最近エイプリルフールでしたけど嘘の加減は考えたほうがいいってそれ一番言われてるから。
えー朝日というものはですね、どれだけ僕が嫌だといったところでのぼってきてしまうものでございます。たとえ校内がグリフィンドールVSスリザリンの、半ば地獄めいた火薬庫になっていたとしても、たとえ原因が僕にあったとしてもですよ、時間はとまってくれないんですよねぇ…。
まあ僕は大層に健気でありますので? 弱音を吐いたりもせず今日も一日頑張っていこうと暖かな布団から抜け出すわけなんですよ。気持ちを!切り替えてね!! ね!!!
無理すわ(笑)。あーつら。もうなんか…つらいわ。言えたじゃねえかって言ってくれる誰かもいねぇよ僕にはよぉ。
あれからドリーはずうっとイライラしてるしさぁ。
ぎゃーぎゃー騒ぐグリフィンドール生徒が憎いでーす。でも、ハーミーはもーっと憎いですってな具合で、視界に入ると親の仇かってくらい睨みつけるし、時折びっくりするような悪口がとびだすんだよね…。今までは嫌味やら皮肉やら自慢ですんでたんだけどにゃあ…とか、僕はもうしんどくてしんどくてだよ。
それでさぁー…そんな僕を見てさ、ドリーがすごく気まずそうに…ちょっと悲しそうにするんだよね。なにいったらいいかもうわかんないわつら…。スリザリン生徒たちも死ぬほどピリピリしてるしさー。僕のことガン見してくんのやめてくれない?? え? 誘拐されないか見張ってる? 流石にされないよ誘拐とか。…されないよね? ハハハ…。

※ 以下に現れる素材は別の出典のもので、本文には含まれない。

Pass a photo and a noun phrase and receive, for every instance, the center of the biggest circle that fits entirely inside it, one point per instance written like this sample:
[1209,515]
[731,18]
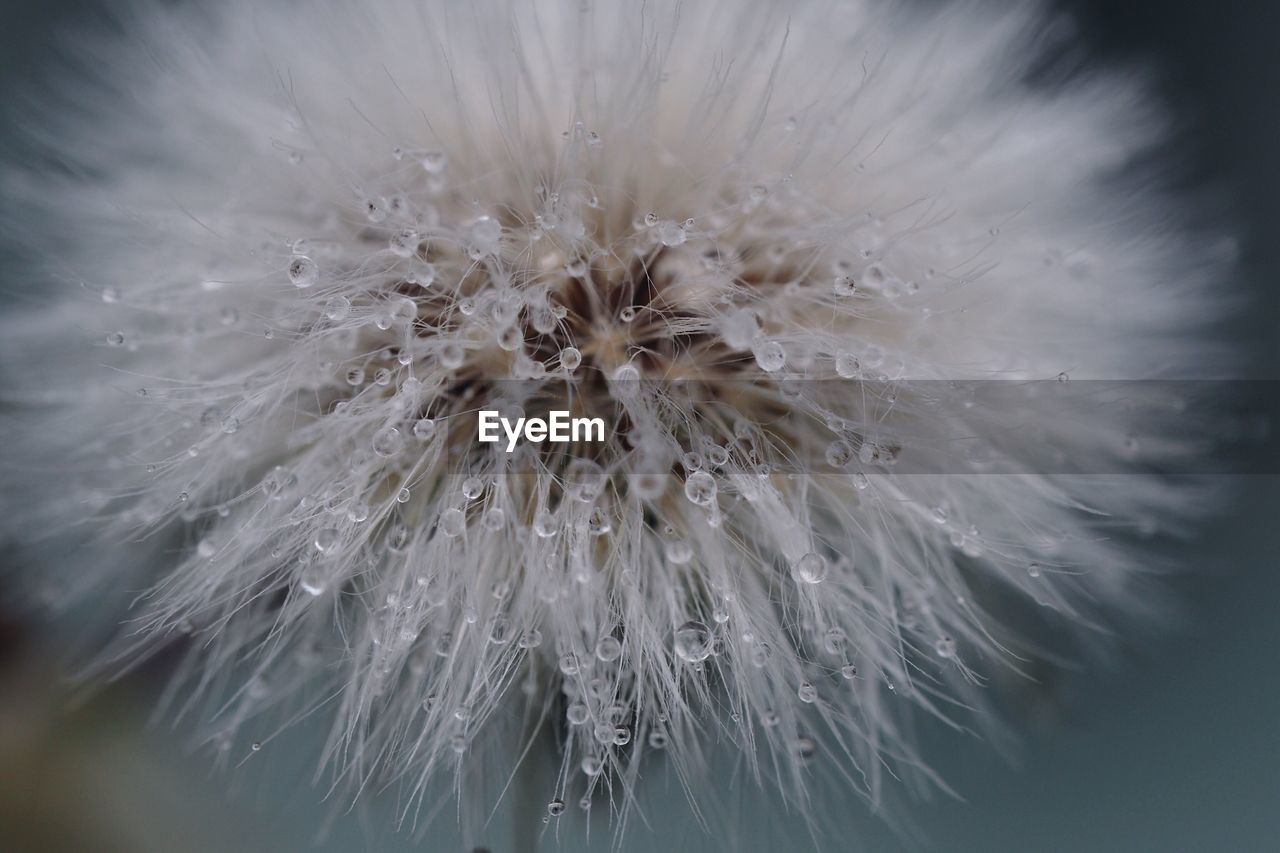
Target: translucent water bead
[693,642]
[304,272]
[810,569]
[700,488]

ハーミーはどこ吹く風ってかんじだからよかったな~ってわけでもないんだよね。なんかあれから人気が出ちゃったみたいでさぁ…周りのグリフィンドール生徒がハーミーに馴れ馴れしく話しかけたり持ち上げてんのよ。なんという滑らかな手のひら返し。僕だったらオエーッってげろ吐きそう。あとハーミーと気兼ねなく話せるのうらやましすぎる。狂いそう嫉妬で。僕が話しかけに行けるわけないけどさ今の状況で。そんなことした瞬間スリザリン生活終わるナリ…。あーうらやましいなクソッ!! 人気がでてうれしいなくそぉ……。これがうわさ話パワーなのか…。

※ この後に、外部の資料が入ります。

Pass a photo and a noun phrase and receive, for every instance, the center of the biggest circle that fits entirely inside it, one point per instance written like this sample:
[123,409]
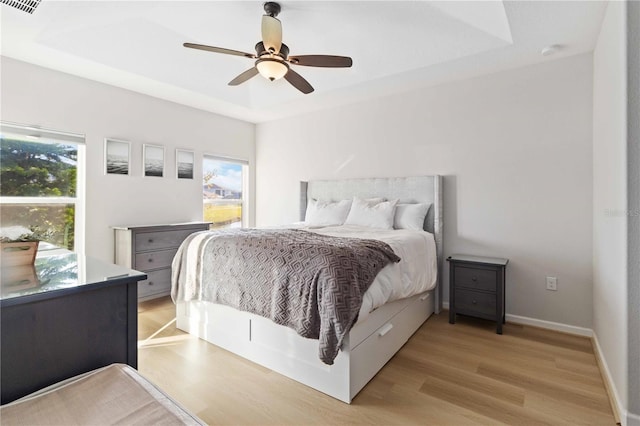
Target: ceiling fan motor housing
[272,8]
[261,50]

ハーマイオニー・グレンジャーは明晰な頭脳と愛で邪知暴虐のドリー・マルフォイから僕を救っただのうんぬんかんぬんなーんてね! 予想通りのうわさが赤獅子生徒によって今日も言いふらされているわけなんすわ! イキりすぎだろマジでよぉ!! てか前回と立場入れ替わったとかでキャッキャしてんじゃねえよ僕はピーチ姫じゃねぇんだよ!! ハーミーが赤い配管工みたいになるじゃねぇかやめろや!
頭痛ぇ~…悩みの種をあげれば山のように出てくるよぉ。僕の現状どうなっちゃってんだよほんとにさぁ。あぁ~時間止まらないかなぁ!!! 明日とか来ないでほしい…次の厄介ごとはどこから襲ってくるんだ…こんな状況が続くわけがないってのはスタンドなくても予知できるんだよなぁ!

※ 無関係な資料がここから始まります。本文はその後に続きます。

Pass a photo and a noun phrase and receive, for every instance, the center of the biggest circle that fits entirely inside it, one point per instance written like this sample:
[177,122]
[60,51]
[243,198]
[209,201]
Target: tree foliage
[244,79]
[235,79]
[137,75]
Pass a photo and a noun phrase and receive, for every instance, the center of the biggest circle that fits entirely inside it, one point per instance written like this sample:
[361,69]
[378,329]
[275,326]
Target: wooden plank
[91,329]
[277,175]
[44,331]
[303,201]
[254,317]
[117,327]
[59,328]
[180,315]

グリフィンドールが調子乗りまくってスリザリン生徒のフラストレーションがマッハでヤバイし、原因っちゃ原因の僕へのあたりも強いし、ドリーの機嫌はどんどん悪くなるし……部屋に帰っていい?あ、だめ?そう…。
おかしい…僕はドリーに尻尾振ってきゃんきゃん媚びたいだけなのに…ハーミーとたわいのない話して癒されたいだけなのに…アーニーにニコニコしててほしいだけなのにどうしてこんなことになってしまうのか。やっぱり愛の妙薬のせいとはいえ校内でアヘ顔さらすのはまずかったか。いつの時代も変態は罰されるってそれ一番言われてるから。
でもなー!
僕は嬉しかったんだけどなー!だってあれってふたりに…すきぴとすきぴに取り合ってもらえたってことですよね? 最高じゃん…夢じゃんそれはさ~!!嬉しいはずなんだよな~どうかんがえても。なのになんか憂鬱なんだけど?? バグに決まってるよななんかの。もう自分をだましていくしかない…!いや僕だってもう精一杯なんだよ(迫真)! いっぱいがおっぱいなんだよ!! ほらな!?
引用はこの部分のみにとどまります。